A western marketer thought it a bit strange when Keystone (El Paso-Permian) traded early at $2.88, “which seemed high. As soon as Waha [normally at a premium to Keystone] started trading a little later at $2.78-80, I knew we needed to sell some Keystone.” As the morning wore on, Waha went up to $2.83 but Keystone fell into the high $2.60s, she said. San Juan-Blanco similarly fell from $2.70-73 in early trades but wound up at $2.50, with the marketer saying, “I bought a little early but wished I hadn’t. Luckily it was a small volume, so it didn’t hurt too much.”
Another trader also looked askance at Permian quotes starting out at a significant premium to Waha. There was the usual utility buying at Waha, he said, “but not enough demand to produce anything more than a nickel premium over Permian. The spread was too narrow most of the morning to justify shipping it [from Permian] to Waha. However the Permian-Katy spread was a different story. At about 20 cents, the basis between those two points easily exceeded the variable plus fuel cost of 15-16 cents, making it economically prudent to ship gas east to Katy.
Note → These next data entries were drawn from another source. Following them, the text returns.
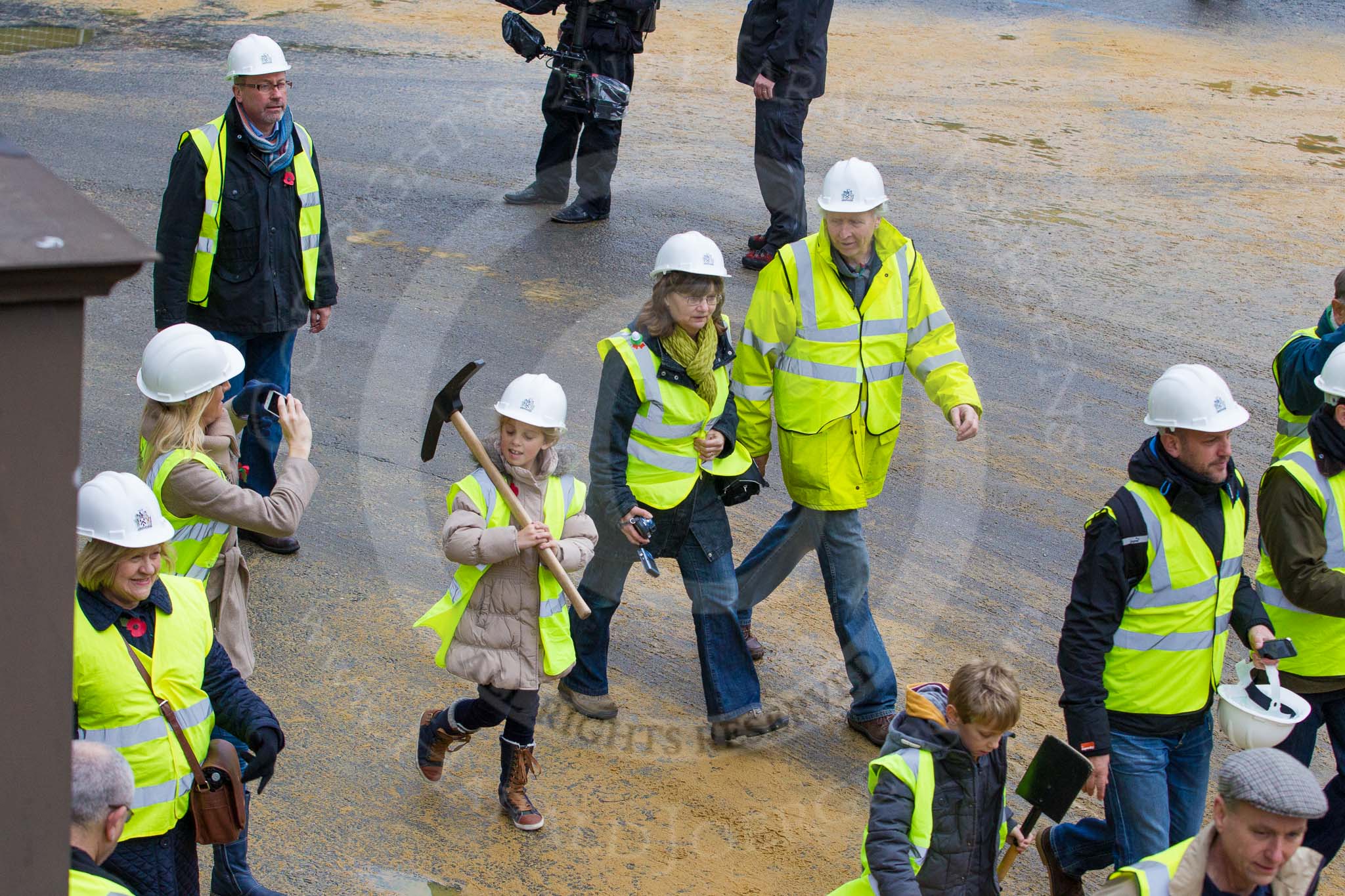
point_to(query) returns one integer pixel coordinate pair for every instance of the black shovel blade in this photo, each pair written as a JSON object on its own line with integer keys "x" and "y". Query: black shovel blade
{"x": 1053, "y": 779}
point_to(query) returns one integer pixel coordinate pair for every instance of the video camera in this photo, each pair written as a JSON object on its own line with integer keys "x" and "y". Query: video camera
{"x": 583, "y": 93}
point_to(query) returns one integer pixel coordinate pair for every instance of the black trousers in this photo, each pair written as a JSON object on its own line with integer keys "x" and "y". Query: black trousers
{"x": 596, "y": 140}
{"x": 493, "y": 706}
{"x": 779, "y": 165}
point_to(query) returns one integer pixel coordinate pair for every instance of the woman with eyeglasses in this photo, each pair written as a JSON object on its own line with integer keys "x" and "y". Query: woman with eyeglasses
{"x": 128, "y": 612}
{"x": 662, "y": 437}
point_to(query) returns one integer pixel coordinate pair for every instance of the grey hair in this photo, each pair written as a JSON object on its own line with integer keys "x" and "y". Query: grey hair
{"x": 100, "y": 778}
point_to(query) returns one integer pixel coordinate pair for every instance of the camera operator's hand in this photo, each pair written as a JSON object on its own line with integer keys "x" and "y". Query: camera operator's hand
{"x": 630, "y": 531}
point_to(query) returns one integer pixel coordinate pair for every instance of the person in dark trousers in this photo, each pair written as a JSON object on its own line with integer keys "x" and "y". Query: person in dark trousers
{"x": 783, "y": 58}
{"x": 613, "y": 33}
{"x": 259, "y": 264}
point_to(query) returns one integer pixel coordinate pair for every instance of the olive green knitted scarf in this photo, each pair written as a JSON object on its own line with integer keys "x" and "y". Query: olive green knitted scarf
{"x": 697, "y": 356}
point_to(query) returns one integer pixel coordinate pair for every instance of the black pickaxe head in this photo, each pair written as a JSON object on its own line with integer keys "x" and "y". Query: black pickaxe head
{"x": 449, "y": 400}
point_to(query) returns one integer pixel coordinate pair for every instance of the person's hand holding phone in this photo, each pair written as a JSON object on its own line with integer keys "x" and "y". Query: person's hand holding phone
{"x": 294, "y": 423}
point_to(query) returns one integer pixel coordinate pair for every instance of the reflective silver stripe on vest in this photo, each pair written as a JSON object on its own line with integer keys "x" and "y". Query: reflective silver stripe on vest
{"x": 1292, "y": 430}
{"x": 752, "y": 393}
{"x": 931, "y": 364}
{"x": 155, "y": 794}
{"x": 818, "y": 371}
{"x": 662, "y": 459}
{"x": 1157, "y": 879}
{"x": 929, "y": 324}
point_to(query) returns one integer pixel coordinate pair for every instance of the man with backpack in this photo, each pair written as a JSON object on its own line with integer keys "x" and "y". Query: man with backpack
{"x": 1158, "y": 587}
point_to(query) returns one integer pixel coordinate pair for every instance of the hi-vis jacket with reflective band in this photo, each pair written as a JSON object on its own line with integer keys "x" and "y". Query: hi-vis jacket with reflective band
{"x": 1320, "y": 640}
{"x": 197, "y": 540}
{"x": 1155, "y": 875}
{"x": 87, "y": 884}
{"x": 1290, "y": 429}
{"x": 807, "y": 347}
{"x": 915, "y": 769}
{"x": 115, "y": 707}
{"x": 213, "y": 150}
{"x": 1168, "y": 652}
{"x": 662, "y": 463}
{"x": 564, "y": 499}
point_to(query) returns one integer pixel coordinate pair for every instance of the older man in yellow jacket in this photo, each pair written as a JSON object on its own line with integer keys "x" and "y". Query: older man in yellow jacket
{"x": 835, "y": 322}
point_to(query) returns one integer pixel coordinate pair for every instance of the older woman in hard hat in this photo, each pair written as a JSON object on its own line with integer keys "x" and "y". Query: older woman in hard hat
{"x": 188, "y": 456}
{"x": 128, "y": 610}
{"x": 665, "y": 429}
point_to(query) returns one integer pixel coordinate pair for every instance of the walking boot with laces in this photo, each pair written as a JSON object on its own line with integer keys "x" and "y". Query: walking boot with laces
{"x": 232, "y": 876}
{"x": 516, "y": 763}
{"x": 439, "y": 734}
{"x": 753, "y": 723}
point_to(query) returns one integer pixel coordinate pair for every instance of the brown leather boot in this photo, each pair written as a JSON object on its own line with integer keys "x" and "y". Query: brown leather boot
{"x": 755, "y": 648}
{"x": 435, "y": 740}
{"x": 1061, "y": 884}
{"x": 516, "y": 762}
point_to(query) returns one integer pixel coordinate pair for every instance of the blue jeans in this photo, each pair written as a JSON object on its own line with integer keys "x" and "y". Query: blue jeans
{"x": 1156, "y": 797}
{"x": 267, "y": 358}
{"x": 726, "y": 672}
{"x": 838, "y": 539}
{"x": 1324, "y": 834}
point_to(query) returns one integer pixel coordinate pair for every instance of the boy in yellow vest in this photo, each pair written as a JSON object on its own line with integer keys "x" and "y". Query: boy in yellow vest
{"x": 505, "y": 622}
{"x": 938, "y": 816}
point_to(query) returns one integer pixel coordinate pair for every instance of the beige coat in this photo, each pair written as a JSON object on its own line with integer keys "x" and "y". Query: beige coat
{"x": 1294, "y": 878}
{"x": 192, "y": 489}
{"x": 496, "y": 641}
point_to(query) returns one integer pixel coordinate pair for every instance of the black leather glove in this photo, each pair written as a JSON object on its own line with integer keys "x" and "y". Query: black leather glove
{"x": 265, "y": 744}
{"x": 250, "y": 398}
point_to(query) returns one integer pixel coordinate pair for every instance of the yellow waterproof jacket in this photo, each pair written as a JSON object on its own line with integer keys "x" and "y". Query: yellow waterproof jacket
{"x": 835, "y": 372}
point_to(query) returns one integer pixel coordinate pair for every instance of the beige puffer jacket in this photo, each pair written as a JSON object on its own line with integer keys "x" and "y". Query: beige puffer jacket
{"x": 496, "y": 641}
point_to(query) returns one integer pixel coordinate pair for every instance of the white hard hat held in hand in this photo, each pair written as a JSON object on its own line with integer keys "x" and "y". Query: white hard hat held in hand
{"x": 692, "y": 253}
{"x": 852, "y": 186}
{"x": 120, "y": 508}
{"x": 1332, "y": 379}
{"x": 256, "y": 55}
{"x": 1192, "y": 396}
{"x": 537, "y": 399}
{"x": 186, "y": 360}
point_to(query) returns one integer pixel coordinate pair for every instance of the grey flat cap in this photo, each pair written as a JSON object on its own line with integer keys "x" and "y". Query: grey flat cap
{"x": 1271, "y": 781}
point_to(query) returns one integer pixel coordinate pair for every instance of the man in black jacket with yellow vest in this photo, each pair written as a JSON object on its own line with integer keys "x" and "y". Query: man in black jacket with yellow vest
{"x": 1157, "y": 590}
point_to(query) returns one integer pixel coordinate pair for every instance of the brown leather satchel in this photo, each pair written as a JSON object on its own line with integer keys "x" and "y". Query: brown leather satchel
{"x": 217, "y": 793}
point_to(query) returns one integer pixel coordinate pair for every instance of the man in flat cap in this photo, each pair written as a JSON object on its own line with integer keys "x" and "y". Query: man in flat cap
{"x": 1252, "y": 848}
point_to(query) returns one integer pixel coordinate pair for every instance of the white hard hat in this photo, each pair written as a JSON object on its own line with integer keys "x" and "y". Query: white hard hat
{"x": 1332, "y": 379}
{"x": 1192, "y": 396}
{"x": 120, "y": 508}
{"x": 852, "y": 186}
{"x": 537, "y": 399}
{"x": 693, "y": 253}
{"x": 256, "y": 55}
{"x": 1247, "y": 725}
{"x": 186, "y": 360}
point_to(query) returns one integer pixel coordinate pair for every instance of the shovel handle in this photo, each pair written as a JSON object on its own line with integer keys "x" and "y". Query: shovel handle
{"x": 549, "y": 558}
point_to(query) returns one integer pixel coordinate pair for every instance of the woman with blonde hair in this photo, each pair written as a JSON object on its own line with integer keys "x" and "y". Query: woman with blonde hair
{"x": 129, "y": 612}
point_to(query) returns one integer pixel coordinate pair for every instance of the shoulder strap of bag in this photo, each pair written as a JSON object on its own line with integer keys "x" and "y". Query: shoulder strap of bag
{"x": 173, "y": 723}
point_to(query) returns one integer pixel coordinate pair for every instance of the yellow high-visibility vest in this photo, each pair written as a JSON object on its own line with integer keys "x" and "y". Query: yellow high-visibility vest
{"x": 213, "y": 151}
{"x": 662, "y": 464}
{"x": 1320, "y": 640}
{"x": 115, "y": 707}
{"x": 564, "y": 499}
{"x": 1169, "y": 651}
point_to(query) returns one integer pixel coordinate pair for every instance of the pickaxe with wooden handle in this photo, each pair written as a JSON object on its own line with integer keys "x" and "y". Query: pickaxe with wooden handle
{"x": 449, "y": 406}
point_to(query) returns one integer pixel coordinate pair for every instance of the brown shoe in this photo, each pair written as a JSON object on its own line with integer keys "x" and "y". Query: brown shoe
{"x": 876, "y": 730}
{"x": 752, "y": 723}
{"x": 586, "y": 704}
{"x": 433, "y": 742}
{"x": 1061, "y": 884}
{"x": 755, "y": 648}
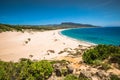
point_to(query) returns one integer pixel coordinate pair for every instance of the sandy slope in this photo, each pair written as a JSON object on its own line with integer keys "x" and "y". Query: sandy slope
{"x": 13, "y": 46}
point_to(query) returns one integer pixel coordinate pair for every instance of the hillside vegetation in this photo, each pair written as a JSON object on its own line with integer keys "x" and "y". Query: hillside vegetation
{"x": 103, "y": 55}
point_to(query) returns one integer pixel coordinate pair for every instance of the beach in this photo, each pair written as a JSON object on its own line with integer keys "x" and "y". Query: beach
{"x": 35, "y": 45}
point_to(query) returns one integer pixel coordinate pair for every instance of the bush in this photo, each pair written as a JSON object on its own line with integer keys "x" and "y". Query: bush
{"x": 114, "y": 77}
{"x": 100, "y": 53}
{"x": 25, "y": 69}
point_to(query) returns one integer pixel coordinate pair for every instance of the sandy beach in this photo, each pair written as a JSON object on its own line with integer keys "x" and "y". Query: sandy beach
{"x": 41, "y": 45}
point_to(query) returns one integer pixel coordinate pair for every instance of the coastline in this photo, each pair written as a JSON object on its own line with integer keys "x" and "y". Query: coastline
{"x": 89, "y": 43}
{"x": 38, "y": 44}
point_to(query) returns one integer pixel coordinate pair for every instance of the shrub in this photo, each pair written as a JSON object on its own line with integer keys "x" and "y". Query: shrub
{"x": 100, "y": 53}
{"x": 25, "y": 69}
{"x": 70, "y": 77}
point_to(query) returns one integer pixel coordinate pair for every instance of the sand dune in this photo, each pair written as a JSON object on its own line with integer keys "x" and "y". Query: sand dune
{"x": 16, "y": 45}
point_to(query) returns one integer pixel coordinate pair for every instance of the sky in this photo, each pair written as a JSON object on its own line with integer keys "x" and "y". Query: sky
{"x": 41, "y": 12}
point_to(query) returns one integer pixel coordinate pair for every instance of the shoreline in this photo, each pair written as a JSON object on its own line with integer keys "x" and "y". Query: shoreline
{"x": 38, "y": 46}
{"x": 89, "y": 43}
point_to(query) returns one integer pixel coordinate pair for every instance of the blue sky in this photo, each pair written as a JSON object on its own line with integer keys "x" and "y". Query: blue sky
{"x": 40, "y": 12}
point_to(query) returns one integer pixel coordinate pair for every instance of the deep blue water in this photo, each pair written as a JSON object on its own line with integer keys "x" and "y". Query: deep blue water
{"x": 101, "y": 35}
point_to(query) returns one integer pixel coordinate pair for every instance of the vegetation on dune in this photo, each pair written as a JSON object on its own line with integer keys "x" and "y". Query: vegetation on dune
{"x": 103, "y": 55}
{"x": 25, "y": 70}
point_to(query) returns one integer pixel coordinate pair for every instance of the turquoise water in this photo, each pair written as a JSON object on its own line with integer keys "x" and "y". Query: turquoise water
{"x": 101, "y": 35}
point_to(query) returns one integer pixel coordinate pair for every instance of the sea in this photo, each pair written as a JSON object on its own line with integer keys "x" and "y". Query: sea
{"x": 98, "y": 35}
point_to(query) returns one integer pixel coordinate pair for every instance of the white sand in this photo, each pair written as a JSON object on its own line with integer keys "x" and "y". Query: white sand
{"x": 13, "y": 46}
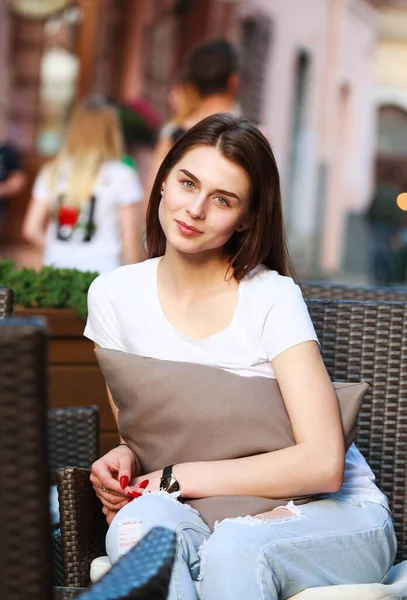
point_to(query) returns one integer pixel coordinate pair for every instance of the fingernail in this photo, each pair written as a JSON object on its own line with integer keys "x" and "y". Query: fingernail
{"x": 124, "y": 480}
{"x": 133, "y": 494}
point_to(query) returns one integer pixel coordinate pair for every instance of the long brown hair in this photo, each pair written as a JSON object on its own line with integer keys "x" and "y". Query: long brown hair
{"x": 239, "y": 141}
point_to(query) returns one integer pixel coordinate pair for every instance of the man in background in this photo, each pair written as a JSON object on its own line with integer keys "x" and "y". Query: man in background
{"x": 12, "y": 178}
{"x": 213, "y": 69}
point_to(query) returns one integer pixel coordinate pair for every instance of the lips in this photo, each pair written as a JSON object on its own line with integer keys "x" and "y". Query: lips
{"x": 187, "y": 229}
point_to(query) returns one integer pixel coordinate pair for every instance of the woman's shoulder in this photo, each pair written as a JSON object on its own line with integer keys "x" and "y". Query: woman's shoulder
{"x": 269, "y": 286}
{"x": 123, "y": 280}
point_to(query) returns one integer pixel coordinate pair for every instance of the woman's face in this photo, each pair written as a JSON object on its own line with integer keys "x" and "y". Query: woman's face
{"x": 205, "y": 200}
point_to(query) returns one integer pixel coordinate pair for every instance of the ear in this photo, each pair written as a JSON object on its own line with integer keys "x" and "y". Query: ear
{"x": 246, "y": 223}
{"x": 244, "y": 226}
{"x": 233, "y": 84}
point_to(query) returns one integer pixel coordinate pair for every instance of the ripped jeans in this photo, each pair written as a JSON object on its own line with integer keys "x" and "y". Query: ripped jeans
{"x": 328, "y": 542}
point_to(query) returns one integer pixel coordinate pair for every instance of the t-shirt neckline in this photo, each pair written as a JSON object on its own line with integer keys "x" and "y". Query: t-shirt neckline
{"x": 179, "y": 334}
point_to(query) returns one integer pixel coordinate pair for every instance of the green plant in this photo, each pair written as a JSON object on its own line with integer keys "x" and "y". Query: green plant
{"x": 48, "y": 288}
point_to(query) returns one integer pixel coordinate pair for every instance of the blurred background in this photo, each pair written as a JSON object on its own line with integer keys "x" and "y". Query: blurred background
{"x": 326, "y": 80}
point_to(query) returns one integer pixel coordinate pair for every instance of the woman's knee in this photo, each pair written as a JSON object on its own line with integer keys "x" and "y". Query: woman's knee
{"x": 136, "y": 519}
{"x": 228, "y": 547}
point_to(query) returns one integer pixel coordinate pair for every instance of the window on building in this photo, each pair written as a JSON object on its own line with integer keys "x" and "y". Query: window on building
{"x": 392, "y": 131}
{"x": 255, "y": 43}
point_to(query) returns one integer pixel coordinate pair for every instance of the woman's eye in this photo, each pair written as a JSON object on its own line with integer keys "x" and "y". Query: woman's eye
{"x": 188, "y": 184}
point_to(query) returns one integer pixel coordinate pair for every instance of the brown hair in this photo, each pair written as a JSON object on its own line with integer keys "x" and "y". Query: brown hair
{"x": 239, "y": 141}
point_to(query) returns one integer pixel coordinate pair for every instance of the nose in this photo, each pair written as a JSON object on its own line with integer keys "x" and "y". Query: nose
{"x": 196, "y": 208}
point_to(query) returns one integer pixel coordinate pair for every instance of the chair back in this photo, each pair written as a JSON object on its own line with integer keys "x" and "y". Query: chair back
{"x": 73, "y": 437}
{"x": 368, "y": 341}
{"x": 321, "y": 290}
{"x": 25, "y": 538}
{"x": 6, "y": 302}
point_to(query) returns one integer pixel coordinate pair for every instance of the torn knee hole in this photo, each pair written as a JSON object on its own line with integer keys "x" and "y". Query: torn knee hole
{"x": 129, "y": 534}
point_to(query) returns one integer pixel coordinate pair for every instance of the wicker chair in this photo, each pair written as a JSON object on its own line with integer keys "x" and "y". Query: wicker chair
{"x": 360, "y": 341}
{"x": 73, "y": 439}
{"x": 6, "y": 302}
{"x": 25, "y": 540}
{"x": 320, "y": 290}
{"x": 144, "y": 573}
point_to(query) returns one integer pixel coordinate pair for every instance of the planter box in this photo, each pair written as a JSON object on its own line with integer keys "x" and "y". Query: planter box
{"x": 74, "y": 375}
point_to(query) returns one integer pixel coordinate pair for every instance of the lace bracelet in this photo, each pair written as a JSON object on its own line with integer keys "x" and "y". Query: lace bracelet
{"x": 136, "y": 463}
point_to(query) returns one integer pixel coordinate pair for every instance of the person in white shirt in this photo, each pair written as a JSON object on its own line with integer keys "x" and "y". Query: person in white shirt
{"x": 218, "y": 290}
{"x": 86, "y": 204}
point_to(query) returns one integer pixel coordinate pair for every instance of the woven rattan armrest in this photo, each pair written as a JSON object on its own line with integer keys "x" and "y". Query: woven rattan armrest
{"x": 83, "y": 525}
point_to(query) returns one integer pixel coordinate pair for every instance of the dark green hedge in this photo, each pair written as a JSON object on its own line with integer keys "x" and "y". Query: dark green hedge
{"x": 48, "y": 288}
A Rockies source said the firmer numbers there and in the Pacific Northwest were likely boosted by hot weather continuing to reign over much of the West outside of coastal California (where flat prices prevailed). He also said a plant turnaround was ongoing at the ExxonMobil-operated Shute Creek Plant in Wyoming, which was curtailing supply primarily into Questar and to a lesser degree into Northwest and Overland Trail. He had heard, however, that the plant was going to start ramping back up production Thursday, which would seem to have argued for softness.”
The cash market was “kind of dull” in the Midwest, according to one marketer, who said the Chicago citygate had a tight range, moving only a few pennies all day. “I am betting that the bulls are done for a while. The rally on Tuesday was short-covering and not really based on heat.”
Temperatures in Calgary are fairly cold, a producer reported, which may have been related to an intra-Alberta price rise of a couple of cents.